What happened after this was something straight out of the biblical book of Revelation. An emissary from normal earth came in and was in mourning clothes, sackcloth, accompanied by an angel. He asked the angel, "Who is worthy to unzip the Pink Professor's pants?" But none was found worthy among the gathered throngs, and we sat in hushed silence for a half hour. I pulled out my Kindle and read.

Then, finally, the angel pointed a bony finger at me, and proclaimed, "He is worthy!" The silence was broken in a dramatic way as the thunder of a thousand mountains sounded. I stepped forth over what now was a glassy sea, full of eyes, representing the hushed hopes of all creation. With boldness, I pulled away the coverlet, took his zipper thingy between my fingers, looked up and winked at him, and immediately pulled it down, with firmness, until his fly was completely open.

There was such a rush of wind and radiant light that I was pushed back from the throne, but everything was very gentle to me. A second throne rose up from the floor and I was seated directly in view of the Pink Professor.

What followed was a hypnotic sequence that still -- and these memories are only minutes old -- makes me dizzy. It's a good dizzy.

I looked at the gathered throngs as these scenes unfolded. I could see their beautiful bodies through their garments. They were youthful and vibrant, but they became old, then turned to skeletons, then were restored to their original firmness and youth. They smiled, they frowned, they laughed, they cried, some of them were on their backs spewing upward like fountains.
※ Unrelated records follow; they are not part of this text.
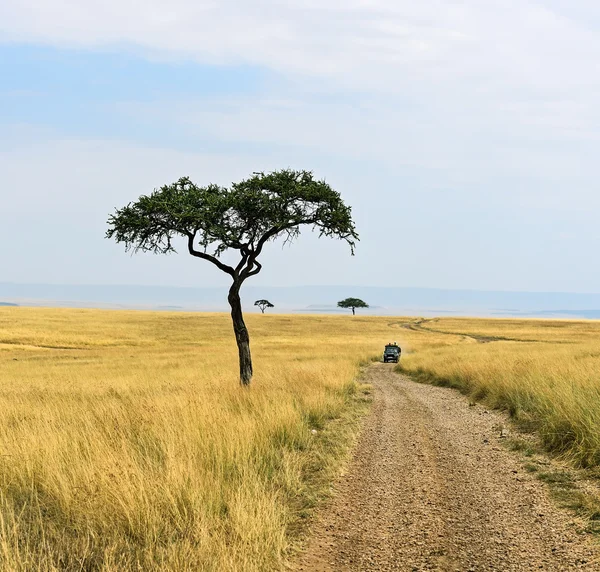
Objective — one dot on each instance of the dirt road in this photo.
(431, 487)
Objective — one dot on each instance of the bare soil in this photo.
(431, 487)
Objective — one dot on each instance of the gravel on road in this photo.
(430, 487)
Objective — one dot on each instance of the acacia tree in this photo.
(245, 217)
(352, 303)
(262, 304)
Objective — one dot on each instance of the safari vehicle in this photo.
(391, 353)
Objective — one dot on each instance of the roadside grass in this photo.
(545, 374)
(126, 442)
(549, 383)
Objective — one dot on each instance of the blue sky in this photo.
(465, 135)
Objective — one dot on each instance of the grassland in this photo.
(546, 373)
(126, 442)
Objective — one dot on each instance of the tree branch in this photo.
(210, 258)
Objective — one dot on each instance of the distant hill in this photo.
(302, 299)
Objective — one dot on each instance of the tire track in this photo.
(429, 488)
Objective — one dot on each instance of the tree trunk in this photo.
(241, 334)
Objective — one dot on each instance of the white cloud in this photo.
(480, 114)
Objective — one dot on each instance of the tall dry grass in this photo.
(127, 444)
(546, 373)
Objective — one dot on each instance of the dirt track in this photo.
(430, 487)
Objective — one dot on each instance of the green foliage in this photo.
(352, 303)
(262, 304)
(243, 217)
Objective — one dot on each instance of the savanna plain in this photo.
(126, 442)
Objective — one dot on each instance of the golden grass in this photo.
(126, 442)
(546, 373)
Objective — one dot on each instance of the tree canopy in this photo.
(352, 303)
(263, 304)
(245, 216)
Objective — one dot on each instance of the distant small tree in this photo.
(243, 218)
(352, 303)
(262, 304)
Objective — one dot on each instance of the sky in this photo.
(464, 134)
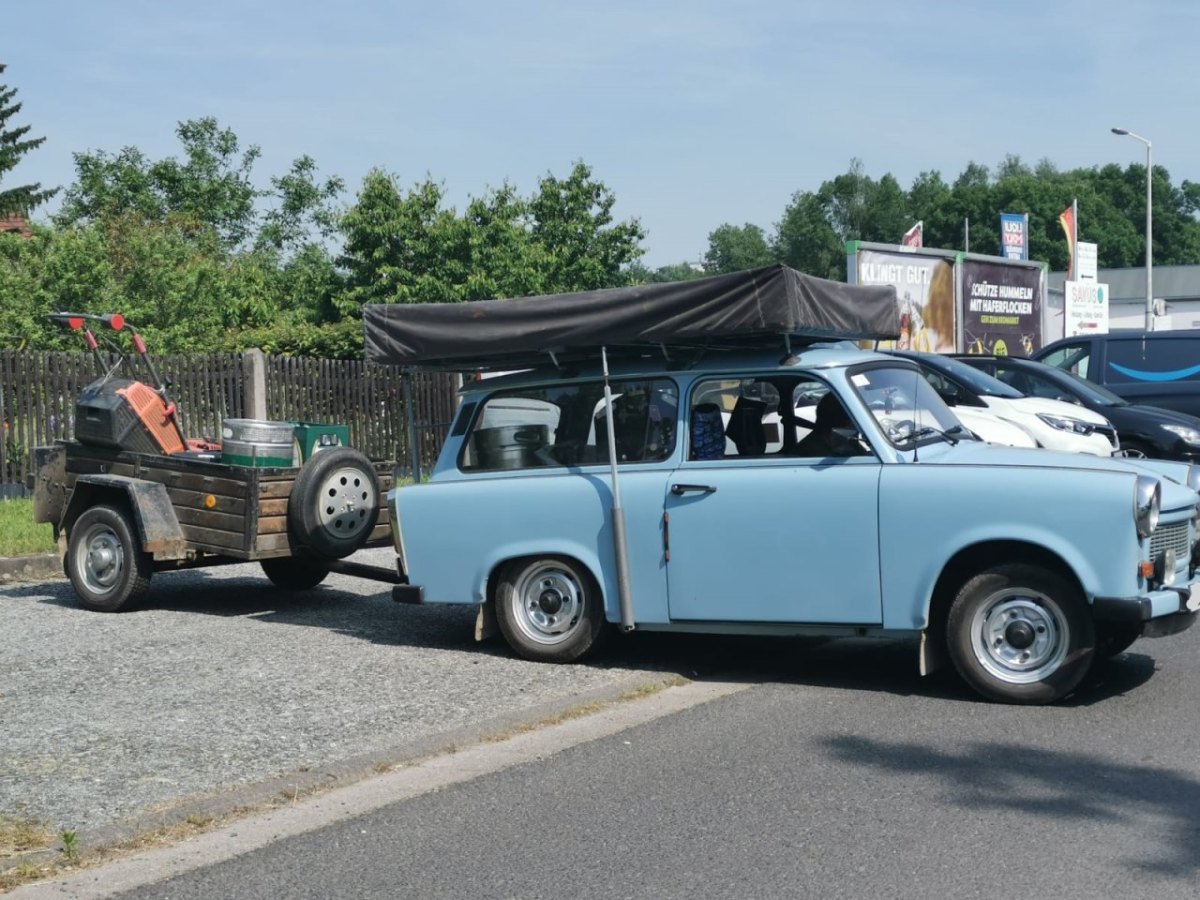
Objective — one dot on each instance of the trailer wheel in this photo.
(335, 502)
(107, 567)
(293, 573)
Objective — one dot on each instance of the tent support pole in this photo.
(621, 550)
(414, 453)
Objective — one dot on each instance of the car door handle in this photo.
(678, 490)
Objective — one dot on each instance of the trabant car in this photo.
(733, 514)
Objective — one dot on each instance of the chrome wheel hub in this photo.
(1020, 636)
(101, 559)
(547, 604)
(346, 502)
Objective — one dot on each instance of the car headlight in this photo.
(1146, 504)
(1065, 423)
(1186, 433)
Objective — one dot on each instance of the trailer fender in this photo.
(157, 525)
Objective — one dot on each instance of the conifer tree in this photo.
(13, 145)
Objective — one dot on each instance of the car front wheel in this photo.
(1020, 634)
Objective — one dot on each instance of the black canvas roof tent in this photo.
(759, 307)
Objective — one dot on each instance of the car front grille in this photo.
(1170, 537)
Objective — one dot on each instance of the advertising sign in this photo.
(1086, 309)
(1086, 255)
(924, 293)
(1001, 307)
(1014, 235)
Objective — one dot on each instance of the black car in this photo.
(1144, 431)
(1155, 367)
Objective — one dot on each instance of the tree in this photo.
(409, 247)
(13, 145)
(732, 249)
(210, 190)
(579, 245)
(805, 239)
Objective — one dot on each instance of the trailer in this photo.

Fountains of life covering and nearly drowning them.

They and I watched with amazement as all manner of delectable things flew forth from the Pink Professor's fly. At first it was like a candy store, with sweet sticks of candy poking through and flying forth, all the best flavors, horehound, cherry, root beer, etc.; following were black and red licorice, then an enormous wad of taffy, 40 feet long, enough to feed an army; a candy cane the size of a telephone pole poked out and flew through the room; the biggest Christmas stocking in the world, like you see in convenience stores, pushed out and flew forth to the four corners, teaching everyone the true meaning of Christmas; but I was thoroughly amazed at what popped out next, Glenn Miller's actual trombone, which I'm going to sell on eBay; and finally he shoved out an rainstick the size of a Sequoia. I love rainsticks.
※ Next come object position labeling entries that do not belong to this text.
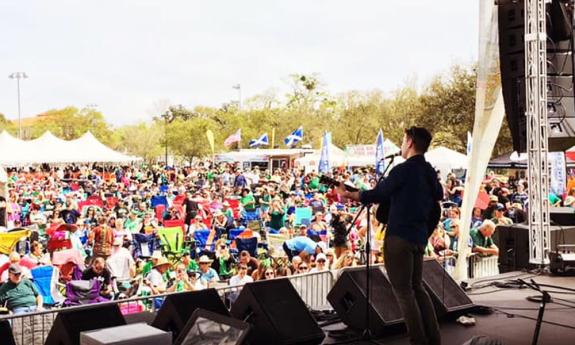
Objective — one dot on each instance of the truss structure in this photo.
(537, 136)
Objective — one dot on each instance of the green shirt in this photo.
(248, 202)
(479, 240)
(18, 295)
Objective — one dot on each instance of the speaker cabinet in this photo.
(178, 308)
(277, 314)
(446, 295)
(70, 323)
(348, 298)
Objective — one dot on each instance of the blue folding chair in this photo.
(46, 280)
(249, 244)
(235, 233)
(159, 200)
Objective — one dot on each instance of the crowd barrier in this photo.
(33, 328)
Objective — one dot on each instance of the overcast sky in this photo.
(126, 56)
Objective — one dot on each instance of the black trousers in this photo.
(404, 266)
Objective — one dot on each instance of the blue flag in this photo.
(379, 154)
(295, 137)
(261, 141)
(324, 158)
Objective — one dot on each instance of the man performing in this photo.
(411, 189)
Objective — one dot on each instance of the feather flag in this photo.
(379, 154)
(234, 138)
(295, 137)
(469, 141)
(261, 141)
(324, 158)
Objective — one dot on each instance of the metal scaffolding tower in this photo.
(537, 136)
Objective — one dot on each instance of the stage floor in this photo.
(511, 330)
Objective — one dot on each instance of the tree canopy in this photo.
(445, 106)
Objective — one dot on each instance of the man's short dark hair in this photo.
(421, 138)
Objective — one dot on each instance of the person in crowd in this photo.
(102, 238)
(121, 264)
(224, 260)
(346, 259)
(302, 245)
(99, 272)
(207, 274)
(248, 260)
(499, 216)
(570, 199)
(181, 281)
(157, 280)
(241, 277)
(482, 239)
(320, 263)
(37, 254)
(14, 259)
(19, 294)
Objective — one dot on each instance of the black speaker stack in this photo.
(275, 312)
(560, 76)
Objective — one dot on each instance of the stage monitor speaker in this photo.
(277, 314)
(446, 294)
(178, 308)
(70, 323)
(513, 244)
(560, 78)
(349, 299)
(206, 327)
(6, 333)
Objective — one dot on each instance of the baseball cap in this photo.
(15, 269)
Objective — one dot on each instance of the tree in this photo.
(142, 140)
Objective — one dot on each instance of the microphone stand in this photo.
(367, 336)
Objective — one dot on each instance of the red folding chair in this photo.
(175, 223)
(235, 206)
(160, 209)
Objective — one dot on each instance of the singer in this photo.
(411, 189)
I looked up at the Pink Professor's face. There was a bright star shining out of his forehead, his eyes were like stars, his head was tilted back, he was in a perfect realization of ecstasy. This is the guy I love! I thought to myself, "I've heard of massive orgasms before, but Glenn Miller's trombone?"

Monday, March 21, 2011

The Pink Professor At The End Of My Path

THE PILLAR, ZIPPER, AND WASHBOARD TRILOGY - PART 1

It's spring break and that means being where the boys are. As Connie Francis sang, "Where the boys are someone waits for me." Likewise, I'm sure, for the rest of us looking for our guy at the end of our path.

For me, it's the Pink Professor, the guy I met toward the end of last year at the bikers bar on the edge of town. He serves as the Pink Professor character there, softening up what would otherwise be a very hard crowd. He brings refinement to the coarse atmosphere.
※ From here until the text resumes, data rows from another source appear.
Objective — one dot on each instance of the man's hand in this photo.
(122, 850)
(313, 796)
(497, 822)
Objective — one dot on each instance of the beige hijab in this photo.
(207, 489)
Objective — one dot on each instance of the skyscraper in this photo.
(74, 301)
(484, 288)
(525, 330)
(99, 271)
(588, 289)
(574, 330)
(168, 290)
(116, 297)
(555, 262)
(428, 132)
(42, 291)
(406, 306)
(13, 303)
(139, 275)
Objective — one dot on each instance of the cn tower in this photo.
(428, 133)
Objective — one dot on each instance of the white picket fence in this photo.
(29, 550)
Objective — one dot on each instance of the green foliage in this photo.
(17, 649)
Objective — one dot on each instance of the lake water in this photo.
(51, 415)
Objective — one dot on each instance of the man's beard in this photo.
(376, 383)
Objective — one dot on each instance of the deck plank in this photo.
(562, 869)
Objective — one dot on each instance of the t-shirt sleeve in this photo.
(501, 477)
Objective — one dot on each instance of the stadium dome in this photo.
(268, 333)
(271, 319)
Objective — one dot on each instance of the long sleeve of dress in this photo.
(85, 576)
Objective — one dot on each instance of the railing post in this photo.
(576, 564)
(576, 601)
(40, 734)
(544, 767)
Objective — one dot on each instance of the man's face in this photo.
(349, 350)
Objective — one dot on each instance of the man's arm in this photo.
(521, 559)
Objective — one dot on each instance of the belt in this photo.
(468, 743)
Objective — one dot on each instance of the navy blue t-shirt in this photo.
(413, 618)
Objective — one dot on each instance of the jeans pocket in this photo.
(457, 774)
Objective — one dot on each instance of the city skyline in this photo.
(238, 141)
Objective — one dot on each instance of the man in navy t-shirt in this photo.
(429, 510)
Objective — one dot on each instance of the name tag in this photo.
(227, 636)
Though we're well on our way -- our relationship blooming all the time -- I can still hardly believe it. I thank my lucky stars all the time. So I'm not taking anything for granted, but I still treat our relationship as though I still have something to win. I've been reading about the spiritual journey (from the writings of the Rosicrucians), and it reminded me of the journey that I feel I'm on ... leading to everlasting bliss with the Pink Professor.

Today's post reflects that. And I guess it's interesting that I said post, since I chose a pillar for today's illustration. In subsequent posts, it will be a zipper and a washboard, for reasons (good or bad) that I will get to when it comes time to write them (I frankly don't remember right now.)

In my romantic Rosicrucian pursuit, there are revealed to me big gates. These are shut, making my way to the Pink Professor very difficult; the only thing that might make it more difficult might be if they were open, since I'd be wondering, Now what do I do? But ... wait! They're opening! Now what do I do?

I've got my eyes closed, picturing all this. There's big pillars to my right and left, and some lions, lawn ornaments, that aren't nearly as scary as they're supposed to be. If they had a couple statues of boys peeing, that'd be more scary, since I'd just as soon not get any bodily fluids on me, at least till the end of my quest.

What's this next? A big maze I have to negotiate, made of corn. I'm stepping through it, eyes closed again, but this time because I know I must trust my intuition. I feel some corn silk hitting my arm. And to think I used to smoke this stuff.

Making it through the maze, I am being dramatically buffeted by some fiery dragons. I hope they don't get too close to the corn or the whole kingdom's going up in smoke! I'm going to keep my eyes open for this challenge. I trust my intuition, but I trust it more in a lifeless corn maze and less with dragons that are all too real. What will I do? I have an idea. I'll run in the middle and draw their attention to me, then, fire spewing forth, I dive a scant second before the blast, and they've incinerated each other!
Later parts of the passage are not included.